Par terre, un vieil homme se tient le visage, couvert de sang et de terre.
- Je vous en prie, laissez-la partir...
- Non ! Je t'ai dit qu'elle était à moi ! Parce que c'est moooooooooi ! Leeeee Patrooooon !Un sentiment étrange parcourt les veines et les membres de l'homme barbu au costume délavé, une sensation qu'il n'a plus connue depuis ce qui lui semble être une éternité. Ses bras tremblent, et pas seulement à cause du taux surélevé d'alcool dans son organisme. Le spectacle de désespoir et d'injustice le touche au plus profond de lui-même, la réaction chimique mêle dégoût et colère. Pourtant, au fond, quelque chose a changé. Une semaine plus tôt, il aurait sauté sur l'occasion et bondi sur ce colosse. Mais à présent... Le Chevalier Blanc de Gotham Island est tombé.
- Lâche-la !Toutes les têtes se tournent vers la source de cette interpellation : un petit garçon d'une dizaine d'années, lunettes de soleil sur le nez et veste sur le dos, balancée par le vent à la manière d'une cape.
- Je suis SuperKid ! Et c'est MA ville !D'un bond, le gamin atterrit tout près du colosse. La différence de taille entre les deux est risible, mais le garçon ne montre rien de sa peur. Il croit en ses convictions, il croit en lui, et est prêt à tout pour faire respecter la justice.
- Je t'ai dit de la lâcher !
- Petit, tu sais qui je suis ? C'est moooooooooi ! Leeeee Patrooooon ! Et le Patron a pas peur de cogner les enfants !Sans autre forme de procès, le Patron arme son bras et déclenche un coup de poing évité de justesse par son minuscule adversaire. Le gamin est rapide et agile, il saute, roule, plonge et recommence inlassablement, laissant la brute s'épuiser. Puis, quand il sent le moment propice, il sort un petit lance-pierres de sa poche, l'équipe d'un caillou et contre-attaque.
- Lâche-la ! Ou je te vaincrai, parole de SuperKid !Un des projectiles s'écrase entre les deux yeux du Patron, dans un "ploc" sonore. Son visage minuscule par rapport à son corps démesuré s'empourpre, il lâche la fille et fait craquer ses phalanges.
- Tu vas regretter ça, gamin. Parce que c'est moooooooooi ! Leeeee Patrooooon !Trop rapide, le colosse fond sur l'enfant en une fraction de seconde. Ses immenses poings, inévitables prédateurs, se préparent à écraser le corps tétanisé du gamin.

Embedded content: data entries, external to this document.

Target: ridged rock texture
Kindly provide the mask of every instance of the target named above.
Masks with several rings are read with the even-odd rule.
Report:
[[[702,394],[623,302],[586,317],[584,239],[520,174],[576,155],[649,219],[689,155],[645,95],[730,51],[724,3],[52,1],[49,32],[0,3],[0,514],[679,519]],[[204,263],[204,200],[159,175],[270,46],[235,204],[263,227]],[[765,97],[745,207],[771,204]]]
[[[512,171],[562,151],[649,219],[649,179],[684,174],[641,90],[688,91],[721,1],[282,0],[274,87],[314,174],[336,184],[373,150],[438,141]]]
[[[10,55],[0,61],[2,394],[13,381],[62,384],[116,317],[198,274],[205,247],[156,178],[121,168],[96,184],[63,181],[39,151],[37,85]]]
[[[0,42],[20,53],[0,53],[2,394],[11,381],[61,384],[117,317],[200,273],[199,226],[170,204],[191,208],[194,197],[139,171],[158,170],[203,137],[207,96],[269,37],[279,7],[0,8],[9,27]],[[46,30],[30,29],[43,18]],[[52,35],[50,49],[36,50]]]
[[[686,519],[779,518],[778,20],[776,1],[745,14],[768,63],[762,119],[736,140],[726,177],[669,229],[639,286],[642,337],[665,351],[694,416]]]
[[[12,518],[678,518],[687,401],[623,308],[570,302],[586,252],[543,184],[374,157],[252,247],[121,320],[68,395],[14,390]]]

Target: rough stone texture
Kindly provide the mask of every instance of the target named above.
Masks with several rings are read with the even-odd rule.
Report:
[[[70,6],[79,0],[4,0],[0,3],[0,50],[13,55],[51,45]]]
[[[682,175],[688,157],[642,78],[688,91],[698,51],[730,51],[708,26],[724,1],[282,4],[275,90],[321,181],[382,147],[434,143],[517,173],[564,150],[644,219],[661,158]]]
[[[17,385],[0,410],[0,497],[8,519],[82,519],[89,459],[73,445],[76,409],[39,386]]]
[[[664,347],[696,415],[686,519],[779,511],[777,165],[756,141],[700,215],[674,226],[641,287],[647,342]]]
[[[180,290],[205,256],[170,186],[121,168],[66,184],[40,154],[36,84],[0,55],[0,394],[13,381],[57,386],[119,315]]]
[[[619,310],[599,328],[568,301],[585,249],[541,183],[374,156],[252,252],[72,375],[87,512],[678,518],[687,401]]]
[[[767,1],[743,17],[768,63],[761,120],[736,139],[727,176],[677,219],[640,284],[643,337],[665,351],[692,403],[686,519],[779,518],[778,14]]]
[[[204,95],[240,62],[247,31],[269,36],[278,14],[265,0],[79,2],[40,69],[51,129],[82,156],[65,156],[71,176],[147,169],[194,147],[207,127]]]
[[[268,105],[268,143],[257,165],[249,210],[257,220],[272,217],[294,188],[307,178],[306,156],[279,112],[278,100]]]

L'impact est tout proche, imminent, et, pourtant, le Patron bascule en arrière et tombe au sol.
- Prends la fille et pars.Un instant plus tôt, le petit garçon priait tous les dieux existants de le sauver de cette mort certaine. A présent, le voilà qui contemple un homme en costume bleu sali, masqué et vêtu d'une longue cape mitée.
- Je t'ai dit de prendre la fille et de partir.D'abord hésitant, SuperKid s'exécute, attrape la main de la petite fille et la ramène auprès de son père avant de s'enfuir avec eux. Le Patron, lui, se relève enfin.
- Qu'est-ce qu'il m'veut l'ivrogne du coin ? Tu sais ce qui arrive aux gens qui s'attaquent au Patron ?Le petit courant d'air soulève la cape rapiécée et froisse légèrement les mouetteplumes du masque. Tout autour d'eux, les gens retiennent leur souffle. C'est la première fois que quiconque parvient à mettre à terre la terreur de cette île, Le Patron.
- Je suis ton pire cauchemar.Une boule de foin se met à rouler entre les deux adversaires qui se toisent en silence, avant de s'élancer simultanément l'un vers l'autre.